For the last few years, I’ve been analyzing the performance of the PurpleAir monitors. Last week the Sensors journal published my detailed comparison of the Plantower CF_1 algorithm with an alternative algorithm called ALT-CF3.
This is Open Access. There is also a link within the pdf that takes you to the Supplemental Information (pictures of the PurpleAir and SidePak research-grade monitors, for example.)
ALT-CF3 is a based on a method that has been used for decades to calculate PM2.5 from monitors providing estimates of particle numbers in several size categories. 33 PurpleAir monitors within 500 m of 27 Federal Reference monitors in California supplied the data over 18 months resulting in the choice of 3.0 as the calibration factor (CF) (Wallace et al., 2021).
Some good news from the new paper in Sensors is that the ALT-CF3 algorithm produces extremely good precision, averaging 4-8%, compared to about 10-15% for the CRF_1 algorithm.
More good news is that the Limit of Detection (LOD) of the ALT-CF3 algorithm is below 1 ug/m3, compared to the CF_1 LOD of 3-5 ug/m3. Since outdoor PM2.5 is often below 3-5 ug/m3, this means that a rather high percentage (sometimes more than half) of outdoor measurements using the CF_1 algorithm are below the LOD.
Even more good news is that the monitors showed sustained high performance for the entire 3 years of the study.

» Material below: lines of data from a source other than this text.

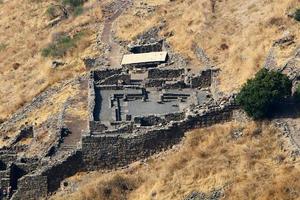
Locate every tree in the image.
[236,69,292,119]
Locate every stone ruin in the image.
[0,43,236,199]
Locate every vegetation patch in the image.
[0,43,7,52]
[42,32,84,57]
[237,69,292,119]
[294,85,300,103]
[294,8,300,22]
[46,0,85,19]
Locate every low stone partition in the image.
[39,150,83,192]
[99,73,130,85]
[82,105,235,170]
[90,68,122,81]
[148,68,185,79]
[82,126,184,170]
[145,79,166,88]
[134,115,166,126]
[190,69,212,88]
[89,121,108,132]
[128,40,163,53]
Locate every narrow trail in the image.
[101,0,131,68]
[56,0,131,152]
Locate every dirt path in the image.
[56,0,130,151]
[101,0,131,68]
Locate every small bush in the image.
[294,84,300,103]
[42,32,84,57]
[294,8,300,22]
[236,69,292,119]
[63,0,84,8]
[74,6,83,16]
[0,43,7,52]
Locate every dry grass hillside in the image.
[53,122,300,200]
[115,0,300,92]
[0,0,102,121]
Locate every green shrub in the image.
[42,32,84,57]
[63,0,84,8]
[46,5,57,19]
[294,84,300,103]
[0,43,7,52]
[74,6,83,16]
[236,69,292,119]
[294,8,300,22]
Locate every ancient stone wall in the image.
[145,79,166,87]
[82,105,235,170]
[11,174,48,200]
[128,40,163,53]
[99,73,130,85]
[148,68,185,79]
[82,127,184,170]
[40,150,83,192]
[190,70,212,88]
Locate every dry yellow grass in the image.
[0,0,102,119]
[53,123,300,200]
[115,0,300,92]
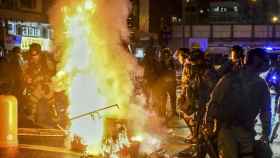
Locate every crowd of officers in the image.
[0,43,69,129]
[141,45,279,158]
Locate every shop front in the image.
[5,21,52,51]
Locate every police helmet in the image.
[176,48,190,58]
[231,45,245,59]
[190,49,204,61]
[246,48,269,72]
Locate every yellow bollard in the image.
[0,95,18,148]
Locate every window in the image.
[233,6,238,12]
[20,0,36,9]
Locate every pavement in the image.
[159,113,280,158]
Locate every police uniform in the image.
[207,70,271,158]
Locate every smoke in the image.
[49,0,164,156]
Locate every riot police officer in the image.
[207,49,271,158]
[218,45,245,77]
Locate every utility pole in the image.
[182,0,186,48]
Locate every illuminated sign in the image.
[20,37,51,51]
[21,25,41,37]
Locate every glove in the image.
[260,135,269,144]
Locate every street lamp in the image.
[271,16,279,23]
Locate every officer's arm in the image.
[206,76,230,120]
[260,83,271,137]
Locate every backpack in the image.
[212,72,254,126]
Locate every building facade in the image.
[0,0,52,51]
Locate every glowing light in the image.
[131,135,144,142]
[265,47,273,51]
[84,0,95,10]
[271,16,279,23]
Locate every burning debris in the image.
[50,0,167,158]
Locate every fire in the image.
[50,0,165,157]
[50,0,137,154]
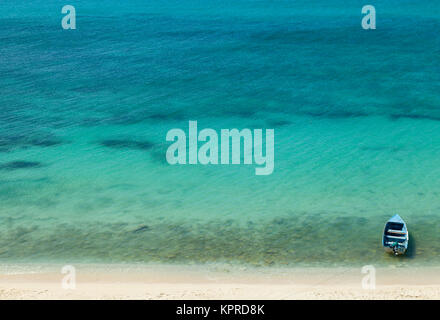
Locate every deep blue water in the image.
[0,0,440,266]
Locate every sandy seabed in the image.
[0,264,440,300]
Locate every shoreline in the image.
[0,264,440,300]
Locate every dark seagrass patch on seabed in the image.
[0,135,64,152]
[99,139,154,150]
[0,160,43,171]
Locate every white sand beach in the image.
[0,265,440,300]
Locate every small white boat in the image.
[382,214,409,256]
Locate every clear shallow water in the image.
[0,0,440,266]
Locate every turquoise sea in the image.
[0,0,440,266]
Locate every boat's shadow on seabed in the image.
[399,232,417,259]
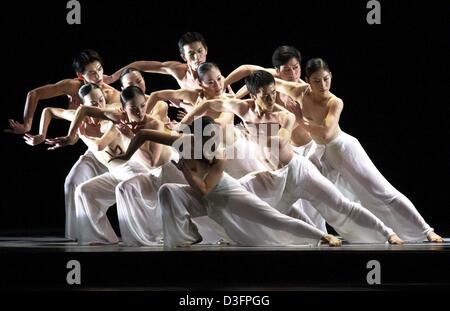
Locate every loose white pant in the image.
[75,161,146,245]
[225,130,265,179]
[289,140,327,232]
[312,132,433,241]
[116,153,228,245]
[239,155,393,243]
[158,173,325,247]
[64,150,108,240]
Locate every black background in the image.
[0,0,450,236]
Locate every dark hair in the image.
[178,32,208,54]
[119,67,142,86]
[197,62,220,80]
[245,70,275,96]
[120,85,145,108]
[72,50,103,73]
[78,83,103,102]
[305,58,330,78]
[272,45,302,69]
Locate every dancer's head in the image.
[245,70,277,110]
[197,63,224,97]
[178,32,208,71]
[305,58,332,93]
[72,50,103,85]
[120,85,147,122]
[120,67,146,93]
[78,83,106,108]
[272,45,302,81]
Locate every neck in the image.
[187,65,198,80]
[313,91,331,101]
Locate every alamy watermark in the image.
[66,0,81,25]
[366,0,381,25]
[172,122,280,162]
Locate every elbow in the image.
[97,144,106,151]
[321,129,334,140]
[27,90,39,100]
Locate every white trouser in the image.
[64,150,108,240]
[75,161,146,245]
[239,155,393,243]
[312,132,433,241]
[225,130,265,179]
[116,153,227,245]
[290,139,327,232]
[158,173,325,247]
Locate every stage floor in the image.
[0,236,450,291]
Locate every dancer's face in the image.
[121,71,145,93]
[201,67,224,97]
[181,41,208,71]
[125,95,147,122]
[82,61,103,85]
[83,89,106,108]
[308,69,331,94]
[276,57,301,81]
[252,83,277,110]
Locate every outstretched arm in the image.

A great advantage of the PurpleAir monitors is that they can be used indoors to provide the first actually measured long-term exposures to PM2.5 that we have. However, indoor concentrations are usually lower than outdoors, meaning that an even higher percentage of CF_1 measurements will fall below the LOD.
A drawback to using the CF_1 or CF_ATM algorithms is that concentrations falling below a certain value are all given a value of zero. Statisticians do not agree with this approach, preferring that the reported concentrations not be altered. At low concentrations, zeros often predominate. The ALT-CF3 algorithm NEVER reports zeros, since there are always some particles in the 0.3-0.5 um size category.
In the Map page, there are five alternative conversions offered, such as ALT-CF3, LRAPA, EPA, etc. However, four of these depend on the CF_1 algorithm, and thus have the same problems with the poor precision, prevalence of zeros at low concentrations, etc. due to the CF_1 algorithm. The only conversion that does not depend on CF_1 is the ALT-CF3 version.
Fortunately, the ALT-CF3 version is available for downloading on the PurpleAir API website. There it is named PM2.5 alt.